Étant alors membre du Comité français de l’Hôtel de ville de Toronto, j’ai souligné, lors de la séance mensuelle, le fait qu’au cours de mes fréquentes recherches aux archives de la ville je découvrais souvent des noms francophones. J’ai mentionné en particulier mon projet de l’époque, les bâtiments Gendron. J’ai insisté aussi sur le fait qu’il serait intéressant de mettre en valeur ce patrimoine francophone afin de ne pas l’oublier.

L’idée fut largement débattue, chacun avançant une suggestion. La séance se termina en me donnant mandat de former une sous-commission qui ferait appel à des historiens ou à toute autre personne afin de formuler des recommandations au Comité français de l’Hôtel de ville. J’en serais le rapporteur. Le nom de Pierre Fortier que je ne connaissais pas alors me fut suggéré. D’autres noms s’y ajoutèrent ensuite. Les membres de la souscommission nouvellement formée se réunirent maintes fois dans mon bureau de l’époque, au 373 rue Queen est.

Maurice Jouenne
Maurice Jouenne. Photo : SHT.
Pierre Fortier, bloc-notes à la main, guide un groupe.
Pierre Fortier. Photo SHT.

La recommandation finale de la sous-commission s’établit comme suit:

Que le Comité français de l’Hôtel de ville de Toronto mette en place les fondements d’un organisme qui privilégiera l’histoire et le patrimoine francophone de la ville de Toronto. Ce qui sous-entendait en donner les moyens financiers au départ, puis faciliter sa reconnaissance par la communauté francophone de Toronto.

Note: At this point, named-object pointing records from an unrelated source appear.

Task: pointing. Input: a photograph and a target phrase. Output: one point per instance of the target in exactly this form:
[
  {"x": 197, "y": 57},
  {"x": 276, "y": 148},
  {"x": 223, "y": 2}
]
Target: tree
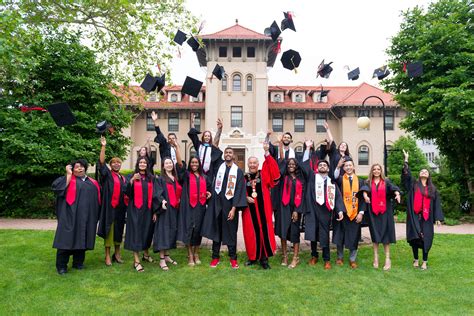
[
  {"x": 128, "y": 36},
  {"x": 440, "y": 103}
]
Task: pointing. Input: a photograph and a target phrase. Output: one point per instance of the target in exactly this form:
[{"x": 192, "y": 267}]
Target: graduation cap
[
  {"x": 381, "y": 72},
  {"x": 324, "y": 70},
  {"x": 180, "y": 37},
  {"x": 290, "y": 59},
  {"x": 218, "y": 71},
  {"x": 191, "y": 87},
  {"x": 61, "y": 114},
  {"x": 353, "y": 74},
  {"x": 287, "y": 22},
  {"x": 414, "y": 69},
  {"x": 273, "y": 31},
  {"x": 150, "y": 83}
]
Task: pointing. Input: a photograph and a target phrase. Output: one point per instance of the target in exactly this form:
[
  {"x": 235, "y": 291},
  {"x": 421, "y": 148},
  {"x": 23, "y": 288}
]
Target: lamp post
[{"x": 384, "y": 131}]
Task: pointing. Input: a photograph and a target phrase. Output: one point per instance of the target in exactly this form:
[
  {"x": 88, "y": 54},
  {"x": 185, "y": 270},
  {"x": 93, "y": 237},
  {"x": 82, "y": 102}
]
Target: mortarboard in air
[
  {"x": 324, "y": 70},
  {"x": 381, "y": 72},
  {"x": 353, "y": 74},
  {"x": 193, "y": 42},
  {"x": 273, "y": 31},
  {"x": 287, "y": 22},
  {"x": 415, "y": 69},
  {"x": 191, "y": 87},
  {"x": 290, "y": 59},
  {"x": 218, "y": 71},
  {"x": 180, "y": 37},
  {"x": 61, "y": 114}
]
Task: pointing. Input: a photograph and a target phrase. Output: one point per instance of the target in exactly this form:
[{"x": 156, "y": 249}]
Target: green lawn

Le Comité français parraina la Société d’histoire en formation auprès du Conseil municipal de Toronto. Il s’en servit comme moyen « politique » pour demander des services en français, alors quasi inexistants. Il était primordial de prouver que des francophones avaient eux aussi participé à la fondation et à la construction de Toronto. Durant le parrainage de la Société d’histoire par le Comité français des questions se posèrent, à savoir:

  • La Société doit-elle être uniquement au service des francophones de la ville de Toronto, sachant qu’ils sont dispersés aussi bien à Etobicoke, York, North York et Scarborough qui à l’époque formaient des municipalités autonomes ?
  • La Société d’histoire ne va-t-elle pas entrer en conflit ou tout au moins concurrencer la Société franco-ontarienne d’histoire et de généalogie, elle, basée à Ottawa ?

Ainsi naquit en 1984 la Société d’histoire de Toronto.

Je voudrais terminer en disant toute mon admiration pour Pierre Fortier qui s’est si fortement investi dans la création de la Société d’histoire, il en a été le moteur.

Je ne voudrais pas non plus oublier les anciens membres et les membres actuels qui continuent l’action de Pierre.

La Société d’histoire est bien vivante, merci à vous tous.

Maurice Jouenne

Notes : Maurice Jouenne est retraité en France. Pierre Fortier est décédé en 2007.